で、北方三国志ですが、GW中で読み切りました。面白かったです。北方だけに「男達のドラマ」としての三国志。人物描写が中心。特に英雄達の。なので、脇の細かな人物の描写は少ないです。その分、曹操だったり呂布だったり劉備だったりの描写は、なかなかステキではなかろうかと思います。正史を読んで書いたとのことで、桃園の誓いなどが無い辺りは吉川版に馴染んだ人には新鮮かと。聖人君子すぎない劉備の設定で、個人的にはこの北方版の設定の方が好きです。

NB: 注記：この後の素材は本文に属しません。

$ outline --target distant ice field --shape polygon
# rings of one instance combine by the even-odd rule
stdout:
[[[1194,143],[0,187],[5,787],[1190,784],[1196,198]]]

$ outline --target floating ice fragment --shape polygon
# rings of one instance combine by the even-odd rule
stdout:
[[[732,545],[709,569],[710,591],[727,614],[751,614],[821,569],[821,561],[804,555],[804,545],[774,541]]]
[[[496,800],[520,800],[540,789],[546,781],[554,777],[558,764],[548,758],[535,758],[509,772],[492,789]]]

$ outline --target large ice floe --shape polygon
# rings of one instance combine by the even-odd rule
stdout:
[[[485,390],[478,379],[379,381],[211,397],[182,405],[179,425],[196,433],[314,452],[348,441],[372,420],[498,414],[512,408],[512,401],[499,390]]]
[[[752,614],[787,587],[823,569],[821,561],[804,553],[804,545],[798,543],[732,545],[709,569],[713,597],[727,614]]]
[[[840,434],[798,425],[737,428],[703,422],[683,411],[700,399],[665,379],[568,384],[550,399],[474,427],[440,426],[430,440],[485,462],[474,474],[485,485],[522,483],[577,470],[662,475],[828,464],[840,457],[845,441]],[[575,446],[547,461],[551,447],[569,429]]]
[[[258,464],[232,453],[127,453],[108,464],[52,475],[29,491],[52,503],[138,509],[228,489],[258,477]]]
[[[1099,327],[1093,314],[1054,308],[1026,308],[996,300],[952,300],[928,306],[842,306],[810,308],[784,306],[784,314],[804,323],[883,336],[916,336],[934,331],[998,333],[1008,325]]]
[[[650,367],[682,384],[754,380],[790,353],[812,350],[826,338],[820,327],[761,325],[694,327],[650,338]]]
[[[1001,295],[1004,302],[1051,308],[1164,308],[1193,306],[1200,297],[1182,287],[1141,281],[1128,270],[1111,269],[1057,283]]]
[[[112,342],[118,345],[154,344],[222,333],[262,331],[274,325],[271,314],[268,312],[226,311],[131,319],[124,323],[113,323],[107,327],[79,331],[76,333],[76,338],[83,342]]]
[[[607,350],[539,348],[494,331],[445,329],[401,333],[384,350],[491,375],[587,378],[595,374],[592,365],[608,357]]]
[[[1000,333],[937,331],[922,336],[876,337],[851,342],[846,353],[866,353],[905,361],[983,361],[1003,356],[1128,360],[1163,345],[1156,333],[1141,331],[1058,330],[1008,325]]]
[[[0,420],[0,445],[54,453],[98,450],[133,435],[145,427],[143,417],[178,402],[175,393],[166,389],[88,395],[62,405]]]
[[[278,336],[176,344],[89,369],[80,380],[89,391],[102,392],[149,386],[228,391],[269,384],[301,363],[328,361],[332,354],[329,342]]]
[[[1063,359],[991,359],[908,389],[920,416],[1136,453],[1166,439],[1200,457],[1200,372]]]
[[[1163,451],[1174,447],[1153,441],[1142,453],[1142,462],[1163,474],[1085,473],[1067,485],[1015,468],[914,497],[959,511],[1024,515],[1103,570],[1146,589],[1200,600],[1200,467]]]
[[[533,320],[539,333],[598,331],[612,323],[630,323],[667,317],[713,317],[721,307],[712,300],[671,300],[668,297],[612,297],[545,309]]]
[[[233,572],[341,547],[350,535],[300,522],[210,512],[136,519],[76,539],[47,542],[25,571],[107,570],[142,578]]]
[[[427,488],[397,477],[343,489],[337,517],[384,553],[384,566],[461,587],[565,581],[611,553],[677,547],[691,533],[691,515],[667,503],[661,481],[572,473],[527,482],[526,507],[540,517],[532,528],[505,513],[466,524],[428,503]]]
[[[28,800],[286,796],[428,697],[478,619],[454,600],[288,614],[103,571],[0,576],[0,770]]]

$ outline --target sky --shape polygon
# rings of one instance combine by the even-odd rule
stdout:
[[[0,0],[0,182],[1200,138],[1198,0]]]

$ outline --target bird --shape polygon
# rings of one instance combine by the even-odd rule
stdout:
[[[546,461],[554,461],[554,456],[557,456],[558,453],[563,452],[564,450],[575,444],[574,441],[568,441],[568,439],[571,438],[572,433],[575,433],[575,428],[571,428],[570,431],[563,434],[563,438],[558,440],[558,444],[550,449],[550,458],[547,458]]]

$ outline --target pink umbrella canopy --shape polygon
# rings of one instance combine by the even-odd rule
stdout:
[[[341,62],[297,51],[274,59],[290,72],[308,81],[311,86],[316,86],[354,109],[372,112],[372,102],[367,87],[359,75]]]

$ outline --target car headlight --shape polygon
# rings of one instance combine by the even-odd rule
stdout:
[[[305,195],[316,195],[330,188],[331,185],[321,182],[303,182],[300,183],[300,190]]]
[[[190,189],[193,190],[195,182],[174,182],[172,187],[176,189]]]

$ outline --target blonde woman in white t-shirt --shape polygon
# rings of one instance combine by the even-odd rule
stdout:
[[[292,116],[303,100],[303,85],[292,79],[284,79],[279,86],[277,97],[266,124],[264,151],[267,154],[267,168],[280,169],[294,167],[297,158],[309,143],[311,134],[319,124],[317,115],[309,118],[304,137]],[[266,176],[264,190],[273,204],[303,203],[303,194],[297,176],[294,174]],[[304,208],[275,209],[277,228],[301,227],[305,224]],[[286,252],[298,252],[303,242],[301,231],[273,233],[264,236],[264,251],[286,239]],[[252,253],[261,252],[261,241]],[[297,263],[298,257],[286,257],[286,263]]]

最初の感想で「戦いの描き方はちょっと物足りない」なんて書きましたが、それは訂正します。描写は好き嫌い分かれそうな描き方ですが、しっかり書いてます。大局を描くよりも、一瞬一瞬を切り取るような描き方で、これはこれでイイかなと思いました。
あとは、これはすべての三国志に言えることですが、終盤どんどん詰まらなくなる。もう史実がそうなのだからしょうがないんだけど、関羽が死んで、曹操が死んで、なんて辺りからどんどんワクワク感が減っていく。もう司馬懿なんて嫌いなのでがっかりする。オマエのせいで曹操がせっかく・・・なんて思っちゃうけどしょうがない。多分、北方もそう思ったのだろうか、終盤は割愛しまくり。そんな訳で最後の2巻くらいは読んでいてどんどん寂しくなっていく。
言い尽くされていることではありますが、三国志で真にすごいのはやはり曹操であって、他の英雄達とは比べものにならない。その辺はしっかり描けていると思う。本来であれば、赤壁の大敗がなければ、魏王朝ができていたんだろうなと。人気の諸葛亮は、吉川版というか演義だと鬼神のような才能なのだけれど実際はどうなのかな?というのはよくわかんない。北方版も結構すごい人で書いてあるのだけど、どうなんだろうな。なんて考えるのが三国志の楽しみなのかもしれないですね。
しかし、これが西暦200年くらいの話なのだから中国って古いなあとしみじみ思うわけです。